FPA Perennial FPPFX remains a strong pick even though one of its longtime managers has retired. Steve Geist stepped down at the end of 2014, but Eric Ende and recently promoted analyst Greg Herr are a good bet to keep things going. The strategy focuses on companies with a competitive advantage and low debt. It takes big bets in steady but boring growth businesses like O'Reilly Automotive ORLY, Signet Jewelers SIG, and Knight Transportation KNX. Thus, you get some real individual stock risk tempered by the emphasis on steady businesses. Compared with most mid-growth funds, this one has a drastic underweighting in health care and tech. And because FPA funds without "Crescent" in the name continue to labor in obscurity, there's little chance this fund will suffer from asset bloat anytime soon.
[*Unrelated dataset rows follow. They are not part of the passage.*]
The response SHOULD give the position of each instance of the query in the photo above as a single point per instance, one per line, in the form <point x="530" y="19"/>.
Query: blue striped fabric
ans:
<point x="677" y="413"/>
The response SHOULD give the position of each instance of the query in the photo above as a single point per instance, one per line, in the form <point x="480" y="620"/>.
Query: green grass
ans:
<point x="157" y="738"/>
Akre Focus AKREX is another atypical growth fund worth investigating. Chuck Akre runs a focused steady-growth portfolio that rarely ventures into health care and technology. Akre buys "compounding machines" with high cash flow, strong management, and the ability to reinvest cash at a high rate of return. Instead of the Apples AAPL and Teslas TSLA common to growth funds, you see MasterCard MA, American Tower AMT, and Danaher DHR. Akre has built a great record here and previously at FBR Focus (now Hennessy Focus HFCSX).
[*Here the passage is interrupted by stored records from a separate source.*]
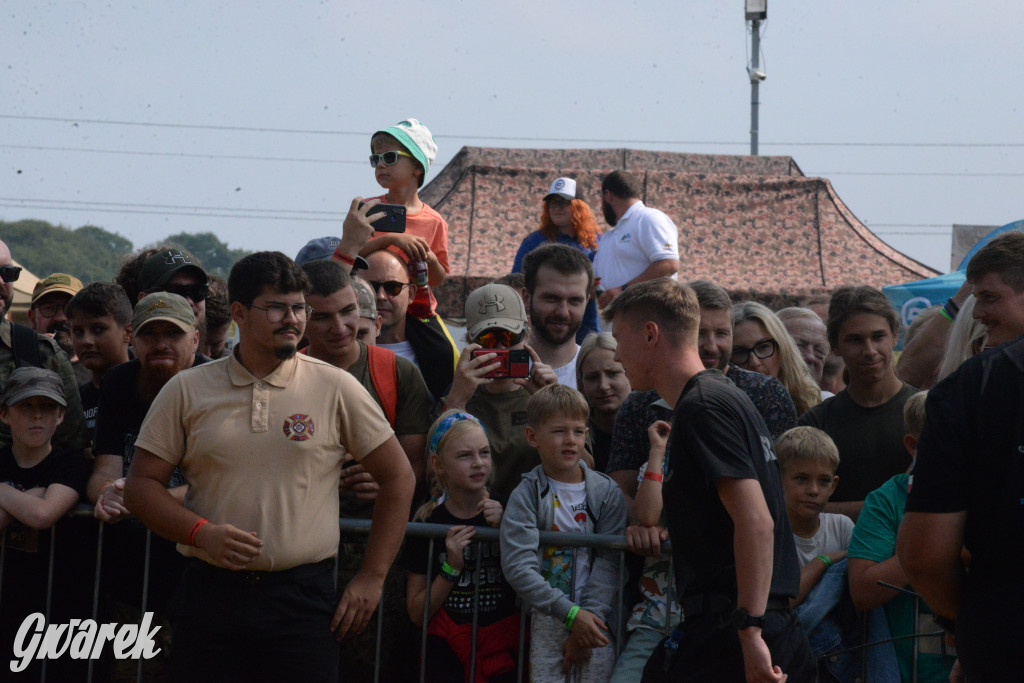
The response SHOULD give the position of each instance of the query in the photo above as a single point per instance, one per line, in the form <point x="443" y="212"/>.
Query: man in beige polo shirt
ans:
<point x="261" y="436"/>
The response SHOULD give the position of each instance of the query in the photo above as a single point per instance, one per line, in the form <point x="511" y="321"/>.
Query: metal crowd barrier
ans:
<point x="432" y="531"/>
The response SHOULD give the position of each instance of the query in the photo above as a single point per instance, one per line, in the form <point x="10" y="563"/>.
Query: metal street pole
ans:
<point x="756" y="77"/>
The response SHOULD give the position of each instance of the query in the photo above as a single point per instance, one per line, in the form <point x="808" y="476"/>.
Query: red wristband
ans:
<point x="344" y="258"/>
<point x="195" y="529"/>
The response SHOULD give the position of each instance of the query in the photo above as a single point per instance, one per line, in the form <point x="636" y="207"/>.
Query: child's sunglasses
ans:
<point x="389" y="158"/>
<point x="496" y="338"/>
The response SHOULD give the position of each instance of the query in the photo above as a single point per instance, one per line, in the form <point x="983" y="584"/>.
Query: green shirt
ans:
<point x="875" y="540"/>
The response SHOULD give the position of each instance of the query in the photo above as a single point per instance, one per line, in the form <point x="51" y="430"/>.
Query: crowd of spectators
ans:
<point x="531" y="427"/>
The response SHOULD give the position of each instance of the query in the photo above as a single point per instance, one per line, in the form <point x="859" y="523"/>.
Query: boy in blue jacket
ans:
<point x="570" y="595"/>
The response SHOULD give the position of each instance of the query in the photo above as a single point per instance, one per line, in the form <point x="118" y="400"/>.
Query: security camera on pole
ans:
<point x="757" y="11"/>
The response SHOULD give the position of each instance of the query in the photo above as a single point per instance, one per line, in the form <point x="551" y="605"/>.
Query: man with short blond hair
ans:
<point x="722" y="494"/>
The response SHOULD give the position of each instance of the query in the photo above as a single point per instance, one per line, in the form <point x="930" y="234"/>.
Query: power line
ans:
<point x="73" y="203"/>
<point x="288" y="214"/>
<point x="909" y="232"/>
<point x="172" y="213"/>
<point x="40" y="147"/>
<point x="300" y="160"/>
<point x="306" y="131"/>
<point x="964" y="174"/>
Conestoga Small Cap CCASX really fits the unloved mold. The fund, which has a Morningstar Analyst Rating of Silver, had a great record until its pratfall in 2014 when several of its top tech stocks got whacked. The long-term returns here remain solid, though, and it seems appropriate to have one truly unloved fund with rebound potential.
T. Rowe Price Diversified Small-Cap Growth PRDSX shows that quantitative funds can still deliver. Since 2008, many quant funds have had their circuits blow, but this fund has been a real steady performer. Manager Sudhir Nanda runs a low-turnover, diffuse portfolio that has produced strong results. Quant models crunch numbers on valuations, earnings quality, and financial health to produce a portfolio of more than 200 names.
Meridian Growth MERDX has tremendous promise. Chad Meade and Brian Schaub are focused growth investors who built a brilliant record at Janus Triton JATTX. The duo looks for fast-growing companies with strong competitive advantages. The fund holds a mix of aggressive tech names like Cadence Design Systems CDNS alongside cheaper, steadier stocks like property manager Jones Lang LaSalle JLL. The MERDX share class is closed but MRAGX is open to new investors.
Avoid the Loved
What are the most-loved categories? Foreign large blend drew the highest flows in 2014, followed by large blend (U.S.) and conservative allocation. The strategy suggests dialing down exposure to these categories.
However, I'm not sure I'd go too far with that. All are core categories that you generally want to own through thick and thin.
So, I'm sharing the information for those who want to follow the strategy to the letter--but I wouldn't do it.
Historically, flows have followed performance, and that's why the strategy has been a winner. It leads you to relatively cheap asset classes and away from pricey ones. But since 2008, performance and flows have decoupled on the asset-class level even though they continue to be linked on a fund level.
Now flows are more linked to headlines. Since 2008, some people have taken a pessimistic (albeit incorrect) view of America's economy and looked to China as a superior bet. It hasn't worked that way the past five years, and it leaves us in the odd position of seeing the nature of fund flows change.